Margaret’s personal journey is also illustrative of similar Christian feminist journeys by women of her generation. Schooled at at Queen’s College in London (founded in 1848 by F.D.Maurice), she went on to Girton College, and then became a voluntary social worker in Marylebone. After this, she put her considerable abilities to work within the Co-operative movement, especially as general secretary of the Women’s Cooperative Guild. Under her outstanding leadership, the Guild’s numbers and work expanded spectacularly, also being far more politically active than it had ever been.
Davies urged women to realise that they were ‘the women with the basket’, having power due to their being the primary consumers in society. Therefore, if they organised cooperatively, they could influence how and where money was spent, seeking better quality and fairly priced food and goods. She also believed that consumers, men and women, were central to world economics and that the economy should be run as democratically as parliaments.

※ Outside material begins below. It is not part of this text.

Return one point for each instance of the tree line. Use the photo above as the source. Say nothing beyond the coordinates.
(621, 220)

From 1904, through her leadership, the Guild was an active part of the non-militant suffrage campaign. For Davies herself coined the phrase ‘democratic suffragist’ (letter to Common Cause newspaper in Oct 1909), to distinguish such broadly based work from the increasingly shrill and elitist Pankhurst campaigns. This is also fitted with her (and the Guild’s) strong pacifism: a feature which, during the First World War, led to her election to the General Council of the Union of Democratic Control, which called for a negotiated peace.
From little acorns therefore, great oaks grow…
God of Relationship,
as your love flowed through Margaret Llewellyn Davies,
so may it flow through us,
sharing all that is fruitful from our inheritance
and pouring it out to others.
Strengthen we pray the relationships within families,
that they may display the peace and mutual love which we find in you:
and enable consumers to use their economic power for good.
In the name of Jesus our brother, Amen.